Meta Decision Trees for Explainable Recommendation Systems

TL;DR

This paper introduces Meta Decision Trees, a method for creating explainable recommendation systems using user-specific decision trees with learned, sparse decision rules, balancing interpretability with competitive accuracy.

Contribution

The paper proposes a novel end-to-end approach to build explainable recommendation models using meta decision trees with learned sparse rules, enhancing interpretability.

Findings

Provides explainable recommendations with direct user-level explanations.

Achieves competitive accuracy with existing algorithms.

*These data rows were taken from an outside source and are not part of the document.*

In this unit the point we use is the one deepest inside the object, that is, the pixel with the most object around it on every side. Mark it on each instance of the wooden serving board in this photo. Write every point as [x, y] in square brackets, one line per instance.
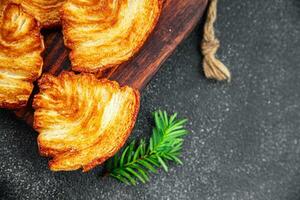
[177, 20]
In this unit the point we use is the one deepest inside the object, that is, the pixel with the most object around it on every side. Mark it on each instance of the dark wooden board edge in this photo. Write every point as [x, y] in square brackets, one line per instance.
[178, 19]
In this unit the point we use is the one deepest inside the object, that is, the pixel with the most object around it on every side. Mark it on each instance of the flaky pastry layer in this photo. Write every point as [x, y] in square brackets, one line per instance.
[82, 121]
[105, 33]
[21, 45]
[45, 11]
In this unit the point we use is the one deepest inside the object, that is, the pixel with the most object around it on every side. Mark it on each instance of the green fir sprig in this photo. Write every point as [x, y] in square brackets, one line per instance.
[138, 159]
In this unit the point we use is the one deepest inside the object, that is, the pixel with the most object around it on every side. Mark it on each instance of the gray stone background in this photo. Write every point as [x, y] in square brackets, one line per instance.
[245, 135]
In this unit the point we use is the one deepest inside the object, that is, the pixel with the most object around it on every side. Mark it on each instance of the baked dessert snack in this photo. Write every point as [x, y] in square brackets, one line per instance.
[21, 45]
[82, 121]
[45, 11]
[105, 33]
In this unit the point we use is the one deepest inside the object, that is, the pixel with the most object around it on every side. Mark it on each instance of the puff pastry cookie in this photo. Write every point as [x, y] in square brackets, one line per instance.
[21, 63]
[82, 121]
[105, 33]
[45, 11]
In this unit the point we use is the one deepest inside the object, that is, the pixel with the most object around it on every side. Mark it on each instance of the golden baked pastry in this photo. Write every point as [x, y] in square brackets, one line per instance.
[82, 121]
[45, 11]
[21, 63]
[104, 33]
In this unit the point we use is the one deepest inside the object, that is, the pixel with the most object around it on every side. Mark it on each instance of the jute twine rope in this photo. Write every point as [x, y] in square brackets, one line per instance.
[213, 68]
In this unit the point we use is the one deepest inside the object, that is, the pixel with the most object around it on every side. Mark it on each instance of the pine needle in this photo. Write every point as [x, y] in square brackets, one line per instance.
[137, 160]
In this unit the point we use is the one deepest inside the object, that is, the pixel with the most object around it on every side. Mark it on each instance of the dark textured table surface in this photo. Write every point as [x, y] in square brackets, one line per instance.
[245, 135]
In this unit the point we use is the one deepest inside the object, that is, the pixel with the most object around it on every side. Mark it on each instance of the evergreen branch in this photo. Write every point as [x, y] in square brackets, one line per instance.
[136, 161]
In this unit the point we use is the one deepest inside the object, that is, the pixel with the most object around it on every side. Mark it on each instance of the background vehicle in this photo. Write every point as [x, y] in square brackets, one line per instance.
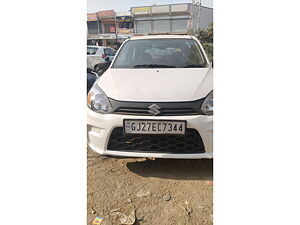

Trade-off between explainability and slight reduction in accuracy.

Abstract

We tackle the problem of building explainable recommendation systems that are based on a per-user decision tree, with decision rules that are based on single attribute values. We build the trees by applying learned regression functions to obtain the decision rules as well as the values at the leaf nodes. The regression functions receive as input the embedding of the user's training set, as well as the embedding of the samples that arrive at the current node. The embedding and the regressors are learned end-to-end with a loss that encourages the decision rules to be sparse. By applying our method, we obtain a collaborative filtering solution that provides a direct explanation to every rating it provides. With regards to accuracy, it is competitive with other algorithms. However, as expected, explainability comes at a cost and the accuracy is typically slightly lower than the state of the art result reported in the literature.